June put a bow on a very friendly first half 2017 for global equity investors but a quiet month it was not. Comey congressional testimony, a Fed rate hike, closely watched elections in France and the U.K., and ample central bank narratives dominated the headlines. Markets absorbed the information in step and, as opposed to recent years, we enter the second half of the year without a tangible dark shadow akin to the Greek debt crises or Brexit weighing heavily on sentiment. Global economy, corporate profits, and the trajectory of central bank accommodation will be key focal points for risk assets looking forward.
Key Market Anecdotes:
- A decent June enabled the S&P to turn in its best first half performance in four years while the NASDAQ posted its best result since 2009. The U.S. dollar lost ground for a fourth consecutive month providing a boost to small caps, international developed, and emerging market equities.

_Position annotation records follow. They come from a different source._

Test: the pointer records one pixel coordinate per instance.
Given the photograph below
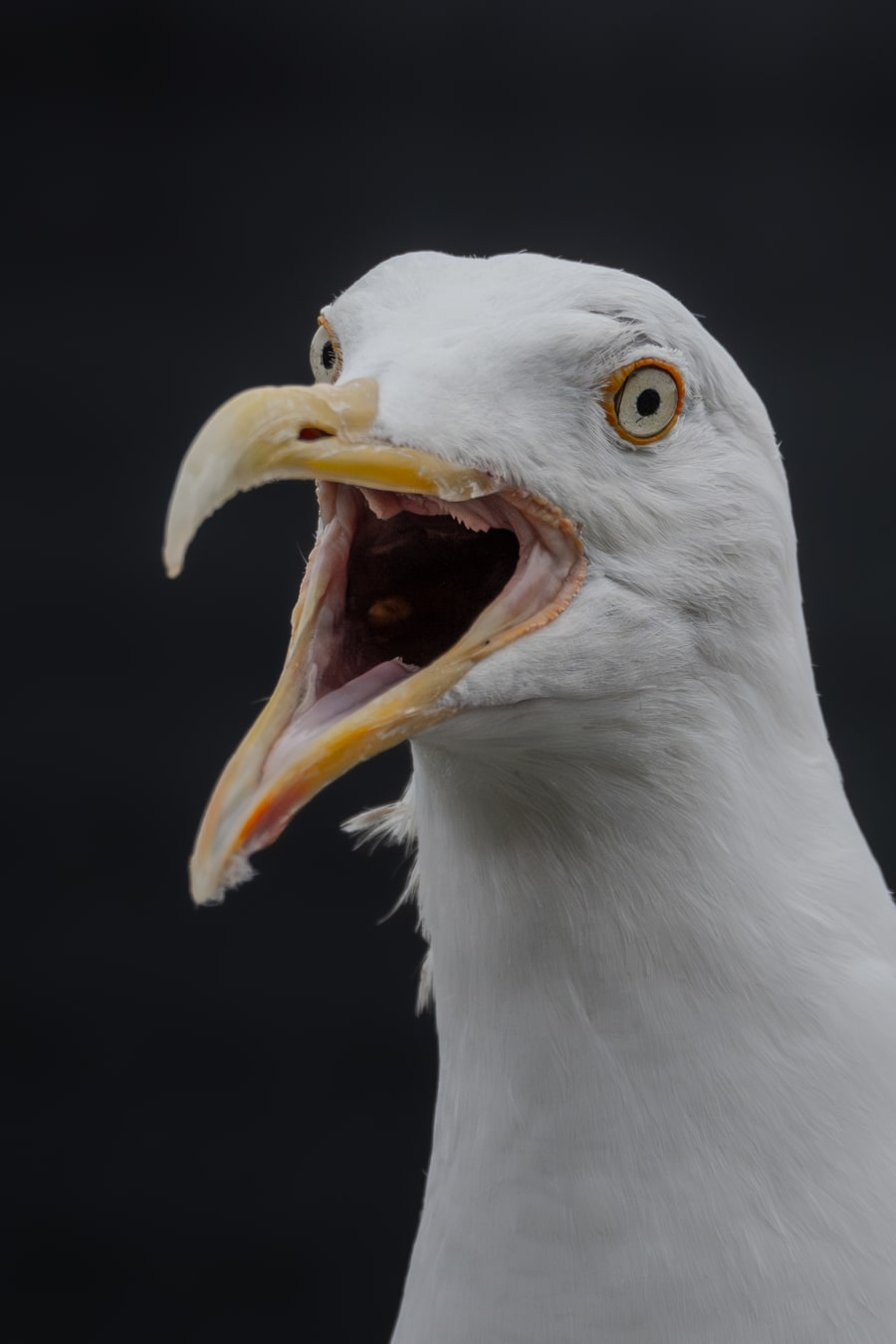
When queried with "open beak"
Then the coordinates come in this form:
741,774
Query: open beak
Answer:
421,568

- Since early June, the market has rotated out of what HAD been working on the year (mega cap, tech, high P/E, international revenues) into the areas that HAD NOT been working on the year (small cap, low P/E, high dividend, U.S. revenues).

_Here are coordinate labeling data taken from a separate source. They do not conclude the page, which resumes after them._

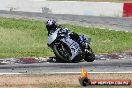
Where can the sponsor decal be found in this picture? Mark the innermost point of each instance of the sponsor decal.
(86, 81)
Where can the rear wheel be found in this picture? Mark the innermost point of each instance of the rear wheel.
(62, 52)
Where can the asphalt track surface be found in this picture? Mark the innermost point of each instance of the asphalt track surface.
(120, 65)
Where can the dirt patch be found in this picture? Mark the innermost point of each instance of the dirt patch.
(39, 81)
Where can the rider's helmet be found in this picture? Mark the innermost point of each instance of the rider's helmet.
(51, 25)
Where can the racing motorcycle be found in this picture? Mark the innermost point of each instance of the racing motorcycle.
(67, 49)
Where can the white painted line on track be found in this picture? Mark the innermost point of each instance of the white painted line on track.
(130, 72)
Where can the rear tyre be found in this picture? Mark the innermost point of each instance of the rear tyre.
(62, 52)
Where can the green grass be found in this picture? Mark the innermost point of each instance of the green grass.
(25, 38)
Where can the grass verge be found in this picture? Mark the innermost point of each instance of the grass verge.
(23, 38)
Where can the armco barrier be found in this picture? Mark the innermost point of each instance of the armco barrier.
(69, 7)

- From a sector standpoint, financials and healthcare stocks were clear winners while technology and defensives like utilities, consumer staples, and telecom stocks struggled. Banks were helped by passing the Fed’s stress test which unleashed a windfall $390 billion in stock repurchases. According to Birinyi Associates, JPMorgan, Citi, and Bank of America’s $92.8 billion of buybacks set a single-day record on data that goes back to 1984.
- Highlighting benign volatility, Bespoke noted it has been over 250 trading days since the S&P 500 had a 5% correction, the longest streak since 1996. Only once in history (1995) has the S&P 500 experienced a smaller drawdown in the first half of the year.

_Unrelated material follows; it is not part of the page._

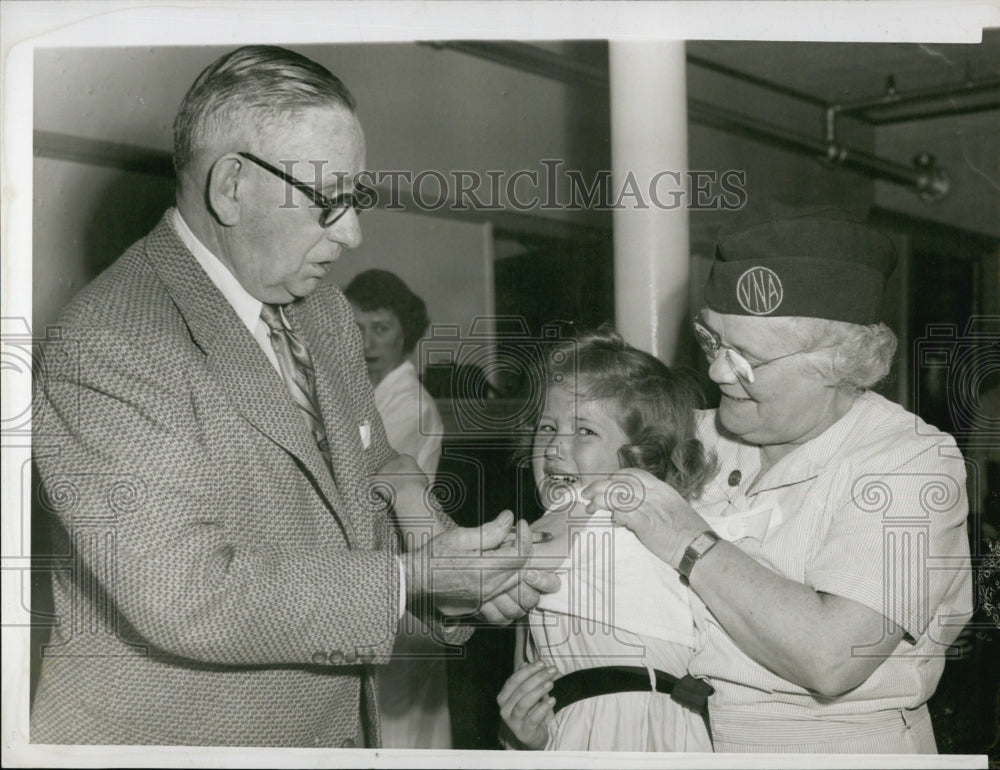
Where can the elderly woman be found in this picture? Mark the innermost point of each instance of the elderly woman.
(830, 554)
(413, 694)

- In June, the CAPE Shiller P/E crossed above 30x for the third time in history, the others being August ‘29 and June ‘97. What happened after August 1929 is well documented. Post June 1997, the market proceeded to rally 80% to a 43x peak multiple in March 2000.
- Investors are anxious that the BoE and ECB will be joining the Fed and begin to normalize monetary policy. Historically high correlations between interest rate volatility (MOVE) and equity market volatility (VIX) is a sign that the stock market won’t appreciate rising interest rates.
- In a sign of the times, Argentina, having defaulted on its debt eight times in the past 200 years, issued 100-year sovereign debt during the month. Yield free risk anyone?
- Risk markets appreciated a push back against the populist movement with a French parliamentary victory for the Macron/centrists and a May/conservative party defeat in the U.K. snap elections. The French parliamentary victory gave Macron’s political party, formed just last year, the first minor party to hold a majority in the French parliament since WWII. The U.K. snap elections will make Brexit negotiations, which officially began last month with David Davis meeting with the EU’s chief negotiator, a more difficult proposition.
- Elevated U.S. oil production pushed energy stocks into bear market territory (-20%). U.S. production is up 7.3% since OPEC announced plans to cut production in November 2016 and active rig counts are at a 2-year high.
- DJT’s push for tax and healthcare reform is looking less likely with each passing day. However, the market friendly deregulation agenda is clearly on track. The number of pages (96,994) in the Federal Register grows nearly every year and is one measure of Federal regulatory activity. If the deregulatory pace of the first half of 2017 is maintained, the year-end volume will fall to 61,229 pages, a 40% drop, which has never happened in history.
- The U.S. job market remained robust throughout June adding to the record streak of 121 consecutive weeks of sub 300,000 jobless claims. The unemployment rate stands at 4.4%.
- Final Q1 U.S. GDP was revised higher, from 1.15% to 1.42%. The U.S. economic expansion has now reached 8 years, making it the third longest expansion in the post-war era.
- Core PCE, the inflation indicator closely watched by the Fed fell to 1.4% annual clip in May, a third decline in a row for the yearly rate and the weakest showing in 1 ½ years.